In each of these commands, the input column of concentrations plus detection limits is shown as “Data”, and the censoring indicator column (0/1 or FALSE/TRUE) as “Cen”. Use the appropriate variable names in your dataset instead.

  1. Nonparametric Methods
  1. If there are multiple detection limits, use the Kaplan-Meier (KM) estimate, computing a UCL95 with a BCA or percentile bootstrap estimate. Report the BCA UCL95 estimate for up to 40% NDs and the percentile bootstrap for greater than 40% censoring (Singh et al., 2006, page 114). Use 5000 bootstrap repetitions so that the estimate is stable from one time to the next.
enparCensored(Data, Cen, ci=TRUE, ci.method="bootstrap", ci.type="upper", n.bootstraps=5000)

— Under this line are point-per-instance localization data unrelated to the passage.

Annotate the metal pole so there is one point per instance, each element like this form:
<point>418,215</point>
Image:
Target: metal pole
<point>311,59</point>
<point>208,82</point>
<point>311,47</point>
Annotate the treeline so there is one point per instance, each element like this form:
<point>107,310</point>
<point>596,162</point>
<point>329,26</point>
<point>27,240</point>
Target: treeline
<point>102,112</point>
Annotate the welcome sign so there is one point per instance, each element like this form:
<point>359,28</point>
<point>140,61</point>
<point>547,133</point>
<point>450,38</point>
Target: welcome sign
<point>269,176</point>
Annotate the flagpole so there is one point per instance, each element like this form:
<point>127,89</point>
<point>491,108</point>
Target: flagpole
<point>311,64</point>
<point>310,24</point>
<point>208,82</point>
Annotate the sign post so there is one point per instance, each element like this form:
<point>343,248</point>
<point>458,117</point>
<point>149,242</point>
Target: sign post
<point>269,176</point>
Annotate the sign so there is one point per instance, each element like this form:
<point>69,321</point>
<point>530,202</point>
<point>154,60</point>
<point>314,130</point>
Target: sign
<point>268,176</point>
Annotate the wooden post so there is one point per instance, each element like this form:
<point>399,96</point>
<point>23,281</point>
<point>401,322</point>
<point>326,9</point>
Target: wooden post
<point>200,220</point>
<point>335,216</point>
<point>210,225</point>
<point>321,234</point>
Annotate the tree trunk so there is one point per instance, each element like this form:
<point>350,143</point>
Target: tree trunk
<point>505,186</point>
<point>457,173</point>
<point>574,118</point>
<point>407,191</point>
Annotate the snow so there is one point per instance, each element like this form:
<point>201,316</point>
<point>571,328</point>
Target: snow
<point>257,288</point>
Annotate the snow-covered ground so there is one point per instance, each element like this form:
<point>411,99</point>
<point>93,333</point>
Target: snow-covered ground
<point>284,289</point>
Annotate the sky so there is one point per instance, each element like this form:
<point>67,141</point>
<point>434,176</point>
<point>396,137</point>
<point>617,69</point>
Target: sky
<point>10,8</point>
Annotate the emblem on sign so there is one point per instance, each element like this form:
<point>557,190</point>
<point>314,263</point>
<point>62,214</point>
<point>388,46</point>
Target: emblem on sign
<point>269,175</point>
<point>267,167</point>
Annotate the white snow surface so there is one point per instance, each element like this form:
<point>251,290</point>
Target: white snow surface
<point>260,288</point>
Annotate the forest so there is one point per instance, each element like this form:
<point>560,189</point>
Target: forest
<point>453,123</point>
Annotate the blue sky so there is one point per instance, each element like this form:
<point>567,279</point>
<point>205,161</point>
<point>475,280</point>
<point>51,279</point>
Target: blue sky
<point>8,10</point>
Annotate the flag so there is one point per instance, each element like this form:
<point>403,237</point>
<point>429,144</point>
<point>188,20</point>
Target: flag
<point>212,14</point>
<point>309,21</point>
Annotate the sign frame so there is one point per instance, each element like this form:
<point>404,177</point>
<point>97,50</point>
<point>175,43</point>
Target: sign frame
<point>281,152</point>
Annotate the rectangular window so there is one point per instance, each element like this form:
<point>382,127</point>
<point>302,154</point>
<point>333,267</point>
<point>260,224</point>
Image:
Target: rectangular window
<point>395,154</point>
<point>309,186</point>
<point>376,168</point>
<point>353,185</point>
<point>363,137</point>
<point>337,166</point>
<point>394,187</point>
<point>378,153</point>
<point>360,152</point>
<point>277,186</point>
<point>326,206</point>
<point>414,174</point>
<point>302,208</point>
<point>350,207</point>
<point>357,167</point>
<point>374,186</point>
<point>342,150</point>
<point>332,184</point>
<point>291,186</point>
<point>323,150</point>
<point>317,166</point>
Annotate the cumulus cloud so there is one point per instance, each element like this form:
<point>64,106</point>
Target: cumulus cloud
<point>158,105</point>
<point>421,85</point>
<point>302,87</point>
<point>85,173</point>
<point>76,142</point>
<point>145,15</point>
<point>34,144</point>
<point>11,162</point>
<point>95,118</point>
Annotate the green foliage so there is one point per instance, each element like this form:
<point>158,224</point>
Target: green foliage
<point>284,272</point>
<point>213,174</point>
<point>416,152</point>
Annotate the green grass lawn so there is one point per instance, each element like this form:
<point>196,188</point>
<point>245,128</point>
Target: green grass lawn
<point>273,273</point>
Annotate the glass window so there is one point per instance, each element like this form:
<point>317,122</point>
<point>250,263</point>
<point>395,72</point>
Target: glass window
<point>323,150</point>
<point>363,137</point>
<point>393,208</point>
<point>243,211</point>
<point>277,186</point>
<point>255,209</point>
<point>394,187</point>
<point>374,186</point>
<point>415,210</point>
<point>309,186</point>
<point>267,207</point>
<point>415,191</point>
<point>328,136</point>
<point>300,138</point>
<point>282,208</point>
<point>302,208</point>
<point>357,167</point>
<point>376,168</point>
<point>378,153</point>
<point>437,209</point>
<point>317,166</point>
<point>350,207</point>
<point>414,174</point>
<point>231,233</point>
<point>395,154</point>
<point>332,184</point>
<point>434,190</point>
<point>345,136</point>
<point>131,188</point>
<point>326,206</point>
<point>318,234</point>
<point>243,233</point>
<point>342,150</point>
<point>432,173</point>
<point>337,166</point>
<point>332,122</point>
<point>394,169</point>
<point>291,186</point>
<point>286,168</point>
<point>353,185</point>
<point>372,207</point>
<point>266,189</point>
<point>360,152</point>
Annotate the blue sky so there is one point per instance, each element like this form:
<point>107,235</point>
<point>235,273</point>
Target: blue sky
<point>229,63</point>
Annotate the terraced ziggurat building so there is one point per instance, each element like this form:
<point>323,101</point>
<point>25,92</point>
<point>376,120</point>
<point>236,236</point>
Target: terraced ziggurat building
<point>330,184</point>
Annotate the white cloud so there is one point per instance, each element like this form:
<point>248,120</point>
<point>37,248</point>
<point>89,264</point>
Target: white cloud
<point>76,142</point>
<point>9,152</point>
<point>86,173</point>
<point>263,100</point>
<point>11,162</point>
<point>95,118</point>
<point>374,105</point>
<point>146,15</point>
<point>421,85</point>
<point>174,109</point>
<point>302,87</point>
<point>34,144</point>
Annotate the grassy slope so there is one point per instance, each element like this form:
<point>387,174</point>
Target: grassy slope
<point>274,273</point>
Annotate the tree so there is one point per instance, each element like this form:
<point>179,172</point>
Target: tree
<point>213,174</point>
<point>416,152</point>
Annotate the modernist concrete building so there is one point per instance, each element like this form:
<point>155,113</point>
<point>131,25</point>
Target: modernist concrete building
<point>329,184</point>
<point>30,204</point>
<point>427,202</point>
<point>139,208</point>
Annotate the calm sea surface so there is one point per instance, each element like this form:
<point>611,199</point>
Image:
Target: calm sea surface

  1. If there is only one detection limit the KM method in essence substitutes the detection limit for all NDs. It will not project values below the lowest DL as that would require a distribution to show how the values are arranged below the lowest DL. This will bias upward the estimate of the mean. I recommend you bootstrap the lognormal ROS method (elnormAltCensored command) instead.

    Singh et al. (2006) state that the UCL95 is better estimated using KM than by ROS methods for censored data, and based on this overall statement, recommend that KM be used in any situation with nondetects. I believe they haven’t split out the one-DL situations separately and looked at the resulting bias. They simply state that they’ve shown that KM is always better. Statisticians disagree.